Formatting files means generating ASCII text files in MEDATLAS or ODV (Ocean Data View) format which are formats defined for the SeaDataNet project. The SeaDataNet project aims to develop a pan-European infrastructure for ocean and marine data management, in order to standardise, definitively preserve and facilitate integrated access to these data via a single portal.
NEMO software is used for formatting. However, before using NEMO, an in-depth check must be run to control the uniformity of input files.
Stage 1 of formatting: file standardisation
If the input files are not uniform, the NEMO software will not be able to format the data. The format of the entry data must be flawless.
The data provided
Our data providers send us data files in a variety of formats (dat, cnv, txt, xls, rtf, etc.).
When we open the files, we are sometimes surprised by the lack of consistency of their content, their complexity, the lack of rigour in the creation of the files and the lack of information associated with the data. In some cases, it can take several hours to several days to make the files consistent and ensure they meet our strict requirements.
On the other hand, when the files are consistent (or nearly consistent) this saves us precious time.
The first main stage in the quality control process involves standardising the input files. This can be a tedious task as it depends on the state in which the files are provided and on the number of files.
In the set of input files, the information relating to the stations and measurements must:
- Always be in the same position: same row in the file and same position in the row or column (if separator)

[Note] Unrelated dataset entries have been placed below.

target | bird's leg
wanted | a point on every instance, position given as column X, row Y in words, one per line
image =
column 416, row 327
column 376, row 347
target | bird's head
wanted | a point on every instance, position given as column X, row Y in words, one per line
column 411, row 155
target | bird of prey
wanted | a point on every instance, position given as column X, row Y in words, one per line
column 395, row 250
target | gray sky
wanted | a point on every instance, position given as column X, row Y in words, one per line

- Always be in the same format
- For instance: for all stations, the latitude is
- On line 3 of the station header
- From character 21 to character 27
- format +DD.ddd
- For instance: for all stations, the latitude is
A few cases which complicate our work:
- When the station headers are not in the data files
- In this case we must correlate each station header with the data
- When we do not know which parameters are present in the files
- Archiving cannot be performed
- When we have the parameters but not their units
- It is difficult to choose the correct parameter
- When the metadata (dates, times, positions, etc.) are missing
- A station without a date or without a position cannot be archived
- When the metadata or data are not in the same format for all the stations
- The metadata or data must be made consistent either manually, using a programme or in Excel
- When the number of decimals in a column or in a given position is not identical
- The number of decimals must be made consistent so that all the data are aligned
- When the data are not always in the same place in the file(s)
- It can sometimes be necessary to reconstruct the file(s)
- When we do not know if the times indicated are in UT (Universal Time) or not
- We need to know the time difference to be entered in NEMO
This data homogenisation effort is a very meticulous and time-consuming task.
Once we are sure that the files are consistent, they can then be injected into the NEMO software.
Stage 2 of formatting: the NEMO software
NEMO is a custom software programme designed to format ASCII files. It is used to generate ODV and/or MEDATLAS files from homogeneous ASCII files consisting of vertical profiles (measurements at a fixed point from the surface down to the seabed, reference parameter: pressure or depth), time series (measurements at a fixed point and a given depth over a specific time period, reference parameter: data, time) and trajectories (measurements along a ship's route, reference parameters: latitude and longitude), ODV and/or MEDATLAS format files.
ASCII files can be:
- One file per station for vertical profiles and time series
- One file per cruise (or mooring) for vertical profiles, time series and trajectories.
NEMO's underlying principles
NEMO was designed to be capable of reading as many ASCII formats as possible to convert them to MEDATLAS and/or ODV formats. It cannot process Excel, Word or Open Office input files. Only text files can be processed.
NEMO users must describe the input files so that NEMO can find the necessary information in these formats.
The format of the metadata and data should not differ from one station to another. The description must be completed homogeneous.
Several steps must be carried out to convert input files. The user must describe:
- the file type
- the cruise to which the data relate
- station information
- the parameters measures
and most importantly, the exact location in the file and in what format they can be read.
Input file description
The user must be able to answer the following questions:
- Where are the input files to be read?
- Are they related to a cruise?
- Is there a single file for the cruise or a single file for each station?
- Is this a collection of files organised by cruise or not?
- Are there data separators (tabulations, semi-colons, commas, spaces)?
- Are they vertical profiles, time series?
- What format are they to be converted to?
When the user describes the station, he describes the position and format of the field containing the date, time, latitude and longitude, and depth of the station.
Same procedure as for stations. The user indicates the position of the parameter to be read, the default value, and the output format for each parameter.
All the parameter codes can be accessed via a list of parameters according to their units.
The check that the parameters have been described correctly, the values read in the file are displayed in the output format chosen be the user in a test column.
Once the description has been entered, the files can then be converted to MEDATLAS or ODV format.